Orchestrate MPI Applications
Python makes it easy to run functions in a new process through multiprocessing and run executables through libraries like subprocess . Python is a convenient tool for writing workflows that orchestrate many things, but often that is limited by these APIs to a single node. Dragon makes it possible to orchestrate across many nodes and even run parallel applications, such as those written with the Message Passing Interface (MPI) most often used for HPC applications.
Using Dragon to orchestrate MPI applications makes it simple to develop workflows like parameter studies, where the setup of a simulation code using MPI is varied in pursuit of “what if?” questions (e.g., “what if my airplane wing was shaped like this?”). Dragon does not rely on a traditional workload manager (e.g., Slurm) to do this. Instead Dragon runs on some set of nodes and orchestrates potentially many MPI applications run concurrently within those nodes. This enables much more sophisticated workflows that can have dependencies or logical branches. In this short tutorial, we’ll show some basic examples to get you started.
Launching of MPI Applications
Say we want data generation to come about via the results of an MPI model simulation. Once this data is generated, we want to be processed outside of the MPI application. We can do this!

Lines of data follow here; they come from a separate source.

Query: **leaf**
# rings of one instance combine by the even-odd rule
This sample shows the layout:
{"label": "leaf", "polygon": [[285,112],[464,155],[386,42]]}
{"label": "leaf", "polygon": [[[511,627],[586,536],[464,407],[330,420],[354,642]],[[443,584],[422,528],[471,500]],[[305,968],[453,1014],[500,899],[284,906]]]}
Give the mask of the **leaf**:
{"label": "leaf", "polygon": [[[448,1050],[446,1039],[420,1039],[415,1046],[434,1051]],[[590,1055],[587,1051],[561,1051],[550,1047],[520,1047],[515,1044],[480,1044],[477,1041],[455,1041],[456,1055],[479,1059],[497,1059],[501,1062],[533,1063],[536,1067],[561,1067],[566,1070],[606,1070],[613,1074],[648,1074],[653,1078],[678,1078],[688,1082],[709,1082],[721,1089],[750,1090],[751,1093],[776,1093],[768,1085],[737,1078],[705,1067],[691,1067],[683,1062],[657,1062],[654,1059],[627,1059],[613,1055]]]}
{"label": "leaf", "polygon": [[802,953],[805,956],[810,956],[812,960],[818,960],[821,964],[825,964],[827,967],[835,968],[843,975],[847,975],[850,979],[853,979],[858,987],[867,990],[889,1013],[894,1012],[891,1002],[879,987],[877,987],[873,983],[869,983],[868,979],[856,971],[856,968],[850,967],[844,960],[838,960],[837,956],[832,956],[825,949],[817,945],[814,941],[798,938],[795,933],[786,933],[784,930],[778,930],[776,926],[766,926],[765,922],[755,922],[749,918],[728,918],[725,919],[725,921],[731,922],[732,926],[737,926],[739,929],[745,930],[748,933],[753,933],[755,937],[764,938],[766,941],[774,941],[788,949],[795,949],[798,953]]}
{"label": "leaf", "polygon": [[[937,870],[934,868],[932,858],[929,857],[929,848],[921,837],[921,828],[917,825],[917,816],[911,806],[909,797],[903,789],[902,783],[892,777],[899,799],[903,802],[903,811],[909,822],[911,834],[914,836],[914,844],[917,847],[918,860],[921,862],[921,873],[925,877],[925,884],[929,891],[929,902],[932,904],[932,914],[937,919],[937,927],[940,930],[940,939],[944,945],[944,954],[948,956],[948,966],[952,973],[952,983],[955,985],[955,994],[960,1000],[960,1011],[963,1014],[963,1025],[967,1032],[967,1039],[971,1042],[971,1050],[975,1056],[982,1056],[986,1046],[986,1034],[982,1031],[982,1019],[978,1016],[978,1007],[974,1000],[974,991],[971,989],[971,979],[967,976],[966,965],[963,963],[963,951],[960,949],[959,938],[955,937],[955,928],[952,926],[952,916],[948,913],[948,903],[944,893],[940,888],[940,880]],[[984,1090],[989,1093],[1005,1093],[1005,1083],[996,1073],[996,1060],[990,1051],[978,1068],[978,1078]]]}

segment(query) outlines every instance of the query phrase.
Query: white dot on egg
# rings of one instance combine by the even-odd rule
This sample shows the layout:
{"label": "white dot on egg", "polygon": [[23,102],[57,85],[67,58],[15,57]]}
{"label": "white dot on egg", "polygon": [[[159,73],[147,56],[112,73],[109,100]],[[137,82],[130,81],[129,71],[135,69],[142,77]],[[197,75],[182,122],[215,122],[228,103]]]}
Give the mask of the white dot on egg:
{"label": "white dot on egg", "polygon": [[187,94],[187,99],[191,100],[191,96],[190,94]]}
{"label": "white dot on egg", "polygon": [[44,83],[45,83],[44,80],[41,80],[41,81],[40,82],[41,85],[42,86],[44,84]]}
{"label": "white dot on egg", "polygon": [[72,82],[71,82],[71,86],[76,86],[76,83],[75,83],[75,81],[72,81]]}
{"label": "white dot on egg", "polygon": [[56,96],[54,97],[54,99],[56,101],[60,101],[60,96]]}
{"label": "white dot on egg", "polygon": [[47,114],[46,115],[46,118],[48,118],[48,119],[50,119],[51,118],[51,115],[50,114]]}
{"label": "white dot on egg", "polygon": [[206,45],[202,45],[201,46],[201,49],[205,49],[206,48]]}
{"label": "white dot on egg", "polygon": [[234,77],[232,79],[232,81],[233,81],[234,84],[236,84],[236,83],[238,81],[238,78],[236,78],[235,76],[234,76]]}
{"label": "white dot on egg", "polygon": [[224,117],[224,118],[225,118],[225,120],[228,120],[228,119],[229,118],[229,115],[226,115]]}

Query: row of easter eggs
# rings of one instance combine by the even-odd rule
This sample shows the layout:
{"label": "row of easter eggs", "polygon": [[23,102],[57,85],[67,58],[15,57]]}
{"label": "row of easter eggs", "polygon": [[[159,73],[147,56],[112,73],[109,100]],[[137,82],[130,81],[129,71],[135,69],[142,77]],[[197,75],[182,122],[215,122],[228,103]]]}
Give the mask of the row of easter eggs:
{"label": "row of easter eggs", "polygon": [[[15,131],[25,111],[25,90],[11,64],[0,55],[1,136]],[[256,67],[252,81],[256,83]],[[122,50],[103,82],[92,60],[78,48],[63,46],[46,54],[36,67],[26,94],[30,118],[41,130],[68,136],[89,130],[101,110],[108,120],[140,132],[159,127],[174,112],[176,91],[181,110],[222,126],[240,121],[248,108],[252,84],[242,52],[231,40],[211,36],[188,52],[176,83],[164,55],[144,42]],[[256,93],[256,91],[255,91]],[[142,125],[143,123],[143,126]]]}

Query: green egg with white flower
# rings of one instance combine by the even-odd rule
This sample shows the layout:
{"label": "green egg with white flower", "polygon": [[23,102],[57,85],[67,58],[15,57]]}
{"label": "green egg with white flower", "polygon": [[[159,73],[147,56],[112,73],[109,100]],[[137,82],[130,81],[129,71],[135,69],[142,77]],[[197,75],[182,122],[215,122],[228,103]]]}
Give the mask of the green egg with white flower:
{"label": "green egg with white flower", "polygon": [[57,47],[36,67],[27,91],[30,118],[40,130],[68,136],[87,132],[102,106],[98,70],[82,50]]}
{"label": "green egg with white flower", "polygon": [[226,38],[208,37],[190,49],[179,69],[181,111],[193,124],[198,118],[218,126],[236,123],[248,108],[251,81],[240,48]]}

Let’s take our consumer/generator example and replace the data generation with an MPI app. We’ll keep this simple and define a simple C MPI app where each rank generates a random number and rank 0 gathers and prints to stdout. stdout is then consumed by the “data generator” function and fed to the “data consumer”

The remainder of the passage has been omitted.